The purpose of this study is to evaluate the efficacy, safety, and pharmacokinetics of tiragolumab in combination with atezolizumab plus pemetrexed and carboplatin/cisplatin (Arm A) compared with placebo in combination with pembrolizumab plus pemetrexed and carboplatin/cisplatin (Arm B) in participants with previously untreated, locally advanced unresectable or metastatic non-squamous non-small cell lung cancer (NSCLC).
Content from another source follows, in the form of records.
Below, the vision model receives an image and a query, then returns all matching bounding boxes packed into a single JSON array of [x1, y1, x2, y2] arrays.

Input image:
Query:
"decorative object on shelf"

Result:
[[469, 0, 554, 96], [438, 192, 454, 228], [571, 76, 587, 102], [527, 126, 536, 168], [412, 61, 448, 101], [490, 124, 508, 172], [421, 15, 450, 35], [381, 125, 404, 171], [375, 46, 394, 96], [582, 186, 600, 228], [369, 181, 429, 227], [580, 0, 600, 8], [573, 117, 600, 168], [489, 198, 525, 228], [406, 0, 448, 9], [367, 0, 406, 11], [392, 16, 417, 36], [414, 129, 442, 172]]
Eligible participants will be randomized in a 1:1 ratio to receive one of the following treatment regimens during the induction phase:- Arm A: Tiragolumab plus atezolizumab plus pemetrexed and carboplatin or cisplatin Arm B: Placebo plus pembrolizumab plus pemetrexed and carboplatin or cisplatin Following the induction phase, participants will continue maintenance therapy with either tiragolumab in combination with atezolizumab and pemetrexed (Arm A) or placebo in combination with pembrolizumab and pemetrexed (Arm B).

Phase:

Phase 2

Accepts Healthy Volunteers?

Details

Lead Sponsor:

Hoffmann-La Roche

Treatments:

Atezolizumab
Carboplatin
Pembrolizumab
Pemetrexed

Criteria

Key Inclusion Criteria:

- Eastern Cooperative Oncology Group (ECOG) Performance Status of 0 or 1

- Histologically or cytologically documented locally advanced unresectable or metastatic
non-squamous NSCLC that is not eligible for curative surgery and/or definitive
chemoradiotherapy

- No prior systemic treatment for metastatic non-squamous NSCLC

- Known tumor programmed death-ligand 1 (PD-L1) status

- Measurable disease, as defined by Response Evaluation Criteria in Solid Tumors,
version 1.1 (RECIST v1.1)

- Life expectancy >= 12 weeks

- Adequate hematologic and end-organ function

- Negative human immunodeficiency virus (HIV) test at screening

- Serology test negative for active hepatitis B virus or active hepatitis C virus at
screening.

Key Exclusion Criteria:

- Mutations in epidermal growth factor receptor (EGFR) gene or anaplastic lymphoma
kinase (ALK) fusion oncogene

- Pulmonary lymphoepithelioma-like carcinoma subtype of NSCLC

- Symptomatic, untreated, or actively progressing central nervous system (CNS)
metastases

- Active or history of autoimmune disease or immune deficiency

- History of idiopathic pulmonary fibrosis, organizing pneumonia, drug-induced
pneumonitis, or idiopathic pneumonitis, or evidence of active pneumonitis

- History of malignancy other than NSCLC within 5 years prior to randomization, with the
exception of malignancies with a negligible risk of metastasis or death

- Severe infection within 4 weeks prior to initiation of study treatment or any active
infection that, in the opinion of the investigator, could impact patient safety

- Treatment with investigational therapy within 28 days prior to initiation of study
treatment

- Prior treatment with CD137 agonists or immune checkpoint blockade therapies, including
anti-cytotoxic T lymphocyte-associated protein 4, anti-TIGIT, anti-PD-1, and
anti-PD-L1 therapeutic antibodies

- Treatment with systemic immunostimulatory agents within 4 weeks or 5 drug-elimination
half-lives (whichever is longer) prior to initiation of study treatment

- Treatment with systemic immunosuppressive medication within 2 weeks prior to
initiation of study treatment, or anticipation of need for systemic immunosuppressive
medication during study treatment

- Known allergy or hypersensitivity or other contraindication to any component of the
chemotherapy regimen the participant may receive during the study

- Women who are pregnant, or breastfeeding

- Known targetable c-ROS oncogene 1 (ROS1) or BRAFV600E genomic aberration.